European universities ‘need agility revolution’ to compete

Private university founder calls for governance overhaul as the rector of one of Poland’s leading public universities says it is considering an endowment to secure a more stable financial foundation

七月 3, 2023
Source: iStock

A private university founder has said European institutions need to overhaul themselves and become more agile if they want to compete with companies and university rivals in China and the US to attract the best students.

Speaking at the Times Higher Education Europe Summit, hosted by the University of Warsaw, Andrzej Koźmiński, founder and former rector of Kozminski University, said European universities’ governance left them sluggish compared with new rivals for top international talent.

Modular training provided by big technology companies and corporations, combined with the “breathtaking” development of universities in China and elsewhere meant European universities must overhaul themselves to compete for the “crème de la crème” of international students.

“The emerging environment of current education calls for an adjustment which might and should transform itself into a revolution of agility, breaking traditional stiff structures and formalised procedures,” said Professor Koźmiński, a former Fulbright scholar and member of the Polish Academy of Sciences.

Such a transformation in decision-making “requires some adjustments” of the “traditional academic governance system”, he said, and there needed to be an “open-minded debate” about how universities developed policies.

Changes should include the elimination of “academic red tape and endless collective decision-making processes” and would touch on “autonomy versus state bureaucracy, democratic procedures, collegiality and traditional ceremonial side of academic life”, but should still respect European institutions’ “democratic soul”.

European universities must adopt more agile governance to attract the best students and collaboration partners or else they “risk being turned into museums”, Professor Koźmiński said. “Attractive partners have no time to wait and waste,” he added.

Aside from the need to compete for international students with private providers and those in North America and Asia, European universities also faced “skyrocketing” costs and Professor Koźmiński said universities, including those outside the elite, which he described as “mass retailers”, “should be turning a profit”.

Even elite universities lacked their own resources to compete with rivals and would have to work more closely with companies and other institutions to muster the money required, he added.

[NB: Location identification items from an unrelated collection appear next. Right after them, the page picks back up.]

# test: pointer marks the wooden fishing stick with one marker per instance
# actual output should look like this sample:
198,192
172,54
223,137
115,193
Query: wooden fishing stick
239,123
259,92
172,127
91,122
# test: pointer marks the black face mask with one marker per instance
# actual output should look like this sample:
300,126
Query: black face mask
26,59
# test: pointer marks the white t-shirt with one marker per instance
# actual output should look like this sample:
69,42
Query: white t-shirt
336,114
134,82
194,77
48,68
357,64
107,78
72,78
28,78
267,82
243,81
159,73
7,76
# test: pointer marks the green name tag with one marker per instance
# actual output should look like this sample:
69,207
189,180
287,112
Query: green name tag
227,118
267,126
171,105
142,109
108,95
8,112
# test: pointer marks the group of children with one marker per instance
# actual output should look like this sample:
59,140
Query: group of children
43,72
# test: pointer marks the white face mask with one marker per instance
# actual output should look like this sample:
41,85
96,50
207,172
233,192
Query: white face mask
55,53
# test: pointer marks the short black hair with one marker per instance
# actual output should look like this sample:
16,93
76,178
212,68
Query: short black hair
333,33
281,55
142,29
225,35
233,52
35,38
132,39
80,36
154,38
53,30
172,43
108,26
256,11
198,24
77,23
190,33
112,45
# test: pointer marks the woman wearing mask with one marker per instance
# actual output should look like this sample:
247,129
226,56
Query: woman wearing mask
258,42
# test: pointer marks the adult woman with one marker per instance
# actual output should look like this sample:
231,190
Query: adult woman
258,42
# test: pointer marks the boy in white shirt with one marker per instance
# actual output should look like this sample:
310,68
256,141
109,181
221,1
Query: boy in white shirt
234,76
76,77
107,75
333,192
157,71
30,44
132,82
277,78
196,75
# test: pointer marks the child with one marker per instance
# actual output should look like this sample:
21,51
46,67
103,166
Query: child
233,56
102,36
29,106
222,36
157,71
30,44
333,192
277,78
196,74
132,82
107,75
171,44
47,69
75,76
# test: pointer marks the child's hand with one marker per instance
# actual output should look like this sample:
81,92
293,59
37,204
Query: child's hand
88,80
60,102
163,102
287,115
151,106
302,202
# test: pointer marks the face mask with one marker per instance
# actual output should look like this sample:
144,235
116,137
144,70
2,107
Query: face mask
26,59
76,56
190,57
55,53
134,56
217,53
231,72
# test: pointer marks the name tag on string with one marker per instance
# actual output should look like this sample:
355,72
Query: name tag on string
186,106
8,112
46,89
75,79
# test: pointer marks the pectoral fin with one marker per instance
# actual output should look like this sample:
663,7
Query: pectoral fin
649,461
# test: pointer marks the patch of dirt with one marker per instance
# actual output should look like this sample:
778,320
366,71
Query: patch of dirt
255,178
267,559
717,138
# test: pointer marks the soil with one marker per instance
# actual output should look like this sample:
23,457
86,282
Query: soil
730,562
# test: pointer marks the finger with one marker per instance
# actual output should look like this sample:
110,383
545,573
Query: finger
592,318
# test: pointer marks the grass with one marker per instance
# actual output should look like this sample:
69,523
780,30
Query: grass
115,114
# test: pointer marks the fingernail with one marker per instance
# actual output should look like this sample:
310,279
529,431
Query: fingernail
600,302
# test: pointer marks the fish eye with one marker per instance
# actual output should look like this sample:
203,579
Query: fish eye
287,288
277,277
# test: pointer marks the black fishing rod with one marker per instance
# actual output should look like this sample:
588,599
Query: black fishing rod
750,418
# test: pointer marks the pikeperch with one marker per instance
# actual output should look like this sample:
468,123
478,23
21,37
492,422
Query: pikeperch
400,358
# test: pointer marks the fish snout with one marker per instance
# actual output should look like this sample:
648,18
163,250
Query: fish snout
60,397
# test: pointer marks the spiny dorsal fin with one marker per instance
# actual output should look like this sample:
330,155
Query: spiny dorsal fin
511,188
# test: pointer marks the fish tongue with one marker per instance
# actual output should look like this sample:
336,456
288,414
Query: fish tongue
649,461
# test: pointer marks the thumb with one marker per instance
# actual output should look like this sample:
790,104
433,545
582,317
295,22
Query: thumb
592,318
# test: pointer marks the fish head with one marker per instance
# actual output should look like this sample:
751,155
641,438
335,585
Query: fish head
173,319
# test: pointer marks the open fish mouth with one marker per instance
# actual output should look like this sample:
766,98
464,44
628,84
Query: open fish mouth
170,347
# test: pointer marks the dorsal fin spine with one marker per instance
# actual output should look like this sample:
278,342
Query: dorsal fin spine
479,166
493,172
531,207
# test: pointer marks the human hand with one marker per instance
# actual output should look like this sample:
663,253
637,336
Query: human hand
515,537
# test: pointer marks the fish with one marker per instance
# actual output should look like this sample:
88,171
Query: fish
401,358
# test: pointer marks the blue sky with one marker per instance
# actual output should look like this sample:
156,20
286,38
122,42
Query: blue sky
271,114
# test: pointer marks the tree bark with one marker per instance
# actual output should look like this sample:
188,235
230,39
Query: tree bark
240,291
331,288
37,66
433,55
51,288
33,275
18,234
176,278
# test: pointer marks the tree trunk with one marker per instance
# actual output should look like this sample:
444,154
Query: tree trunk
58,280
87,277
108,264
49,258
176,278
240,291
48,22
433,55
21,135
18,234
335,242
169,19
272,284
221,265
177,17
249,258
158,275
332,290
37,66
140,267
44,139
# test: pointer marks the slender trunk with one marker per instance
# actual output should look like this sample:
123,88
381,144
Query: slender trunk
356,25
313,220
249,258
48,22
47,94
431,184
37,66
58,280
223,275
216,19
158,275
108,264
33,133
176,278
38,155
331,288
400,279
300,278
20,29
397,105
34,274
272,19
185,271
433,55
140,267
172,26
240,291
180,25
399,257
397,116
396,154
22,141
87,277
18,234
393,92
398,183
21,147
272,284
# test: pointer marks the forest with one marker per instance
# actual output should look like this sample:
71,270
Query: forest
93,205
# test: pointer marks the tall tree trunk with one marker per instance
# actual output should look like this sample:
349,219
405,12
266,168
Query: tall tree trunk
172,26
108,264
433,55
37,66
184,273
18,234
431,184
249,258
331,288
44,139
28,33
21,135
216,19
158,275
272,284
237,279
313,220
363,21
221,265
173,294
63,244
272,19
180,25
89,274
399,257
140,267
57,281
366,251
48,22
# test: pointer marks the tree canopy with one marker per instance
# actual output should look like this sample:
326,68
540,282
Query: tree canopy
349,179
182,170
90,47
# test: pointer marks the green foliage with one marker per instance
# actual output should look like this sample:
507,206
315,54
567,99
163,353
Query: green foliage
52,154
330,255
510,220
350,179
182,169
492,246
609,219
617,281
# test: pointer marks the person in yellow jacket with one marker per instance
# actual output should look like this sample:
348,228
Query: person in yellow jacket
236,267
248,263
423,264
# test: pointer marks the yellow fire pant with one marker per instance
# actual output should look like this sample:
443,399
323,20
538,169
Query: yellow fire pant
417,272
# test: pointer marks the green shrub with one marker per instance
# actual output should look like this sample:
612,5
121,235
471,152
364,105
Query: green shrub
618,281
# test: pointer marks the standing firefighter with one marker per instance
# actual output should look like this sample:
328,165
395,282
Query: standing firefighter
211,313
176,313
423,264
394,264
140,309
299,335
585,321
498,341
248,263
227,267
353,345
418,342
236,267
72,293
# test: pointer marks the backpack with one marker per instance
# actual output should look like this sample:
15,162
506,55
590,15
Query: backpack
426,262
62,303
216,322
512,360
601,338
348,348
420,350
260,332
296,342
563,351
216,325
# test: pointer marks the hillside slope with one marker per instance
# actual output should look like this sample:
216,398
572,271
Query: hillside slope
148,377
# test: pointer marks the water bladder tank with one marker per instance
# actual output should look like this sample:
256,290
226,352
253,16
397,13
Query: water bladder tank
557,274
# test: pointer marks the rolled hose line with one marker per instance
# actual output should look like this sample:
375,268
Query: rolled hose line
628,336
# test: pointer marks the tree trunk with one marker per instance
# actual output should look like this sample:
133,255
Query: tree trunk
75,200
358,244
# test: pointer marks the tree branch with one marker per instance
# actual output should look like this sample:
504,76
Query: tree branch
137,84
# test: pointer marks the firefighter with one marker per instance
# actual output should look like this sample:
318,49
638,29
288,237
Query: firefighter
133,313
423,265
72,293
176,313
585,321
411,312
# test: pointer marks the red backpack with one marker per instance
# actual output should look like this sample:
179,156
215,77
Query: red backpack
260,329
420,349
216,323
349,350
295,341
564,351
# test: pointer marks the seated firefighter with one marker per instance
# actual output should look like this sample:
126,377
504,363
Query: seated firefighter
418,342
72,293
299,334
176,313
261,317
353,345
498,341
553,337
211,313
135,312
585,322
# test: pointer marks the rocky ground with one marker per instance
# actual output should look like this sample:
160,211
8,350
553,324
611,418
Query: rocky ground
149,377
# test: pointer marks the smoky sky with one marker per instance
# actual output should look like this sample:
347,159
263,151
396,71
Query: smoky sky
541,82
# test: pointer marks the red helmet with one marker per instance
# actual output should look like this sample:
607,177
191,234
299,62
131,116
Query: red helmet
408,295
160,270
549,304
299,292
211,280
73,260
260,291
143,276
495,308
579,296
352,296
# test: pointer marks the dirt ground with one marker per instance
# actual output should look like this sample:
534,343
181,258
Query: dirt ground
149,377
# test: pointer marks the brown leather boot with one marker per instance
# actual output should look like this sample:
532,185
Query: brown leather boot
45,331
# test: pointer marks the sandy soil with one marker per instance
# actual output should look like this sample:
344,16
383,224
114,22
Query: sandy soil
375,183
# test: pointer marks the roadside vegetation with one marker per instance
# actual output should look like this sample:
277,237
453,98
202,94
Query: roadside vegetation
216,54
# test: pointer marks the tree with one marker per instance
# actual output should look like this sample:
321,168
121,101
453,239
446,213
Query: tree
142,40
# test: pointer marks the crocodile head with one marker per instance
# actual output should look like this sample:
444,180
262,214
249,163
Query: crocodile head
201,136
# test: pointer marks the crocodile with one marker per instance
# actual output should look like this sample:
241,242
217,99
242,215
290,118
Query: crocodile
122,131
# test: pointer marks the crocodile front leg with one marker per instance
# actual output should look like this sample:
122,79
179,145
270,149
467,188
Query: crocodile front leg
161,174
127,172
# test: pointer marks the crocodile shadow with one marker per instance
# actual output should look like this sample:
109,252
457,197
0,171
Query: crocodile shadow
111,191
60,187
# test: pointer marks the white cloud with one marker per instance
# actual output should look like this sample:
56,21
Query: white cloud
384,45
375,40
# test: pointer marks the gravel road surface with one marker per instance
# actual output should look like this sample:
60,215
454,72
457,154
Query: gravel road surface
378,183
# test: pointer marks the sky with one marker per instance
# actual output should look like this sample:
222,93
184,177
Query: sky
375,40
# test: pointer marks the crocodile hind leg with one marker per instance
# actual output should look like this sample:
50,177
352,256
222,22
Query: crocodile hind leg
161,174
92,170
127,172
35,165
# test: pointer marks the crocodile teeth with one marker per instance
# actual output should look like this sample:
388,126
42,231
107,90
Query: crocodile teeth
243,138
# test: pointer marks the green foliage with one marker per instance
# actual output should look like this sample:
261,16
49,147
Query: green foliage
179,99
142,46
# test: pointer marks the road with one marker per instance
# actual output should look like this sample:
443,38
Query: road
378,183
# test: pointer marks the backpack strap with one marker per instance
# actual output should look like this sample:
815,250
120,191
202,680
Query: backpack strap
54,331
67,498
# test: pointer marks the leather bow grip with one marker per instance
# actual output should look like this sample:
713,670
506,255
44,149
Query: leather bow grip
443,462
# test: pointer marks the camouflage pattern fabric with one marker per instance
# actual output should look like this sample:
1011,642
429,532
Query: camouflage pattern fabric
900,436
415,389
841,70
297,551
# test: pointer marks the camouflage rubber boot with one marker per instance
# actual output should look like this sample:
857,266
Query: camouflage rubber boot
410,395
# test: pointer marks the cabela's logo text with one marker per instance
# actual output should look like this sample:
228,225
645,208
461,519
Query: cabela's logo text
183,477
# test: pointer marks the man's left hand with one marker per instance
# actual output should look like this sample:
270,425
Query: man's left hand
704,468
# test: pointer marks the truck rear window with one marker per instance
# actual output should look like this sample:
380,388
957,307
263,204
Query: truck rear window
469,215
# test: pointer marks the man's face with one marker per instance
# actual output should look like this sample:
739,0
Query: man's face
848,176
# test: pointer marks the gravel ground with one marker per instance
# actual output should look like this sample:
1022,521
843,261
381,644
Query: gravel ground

Also speaking at the THE Europe Summit, the rector of the University of Warsaw, Alojzy Nowak, said the university was considering a US-style endowment to guarantee its financial stability.

Referring to the financial firepower of private Ivy League institutions in the US, such as Stanford University, Professor Nowak said universities in Poland faced a “huge problem” in terms of resources in the long term, noting Warsaw gets about 90 per cent of its funding from public sources, either in Poland or the European Union.

He contrasted Stanford’s annual budget of more than $8 billion (£6.3 billion) for roughly 17,000 students and 3,000 faculty with Warsaw’s approximately Z2 billion (£387 million) for 50,000 students and 10,000 full faculty. “Maybe an endowment will be very important,” he said, noting that Stanford’s weighed in at more than $30 billion.

Both Professor Koźmiński and Professor Nowak said European universities needed to cooperate more with businesses and each other to get ahead globally, although the former said Europe’s top universities should also take pride in the fact that their student bodies were “much more open and diverse” than their counterparts in the Ivy League.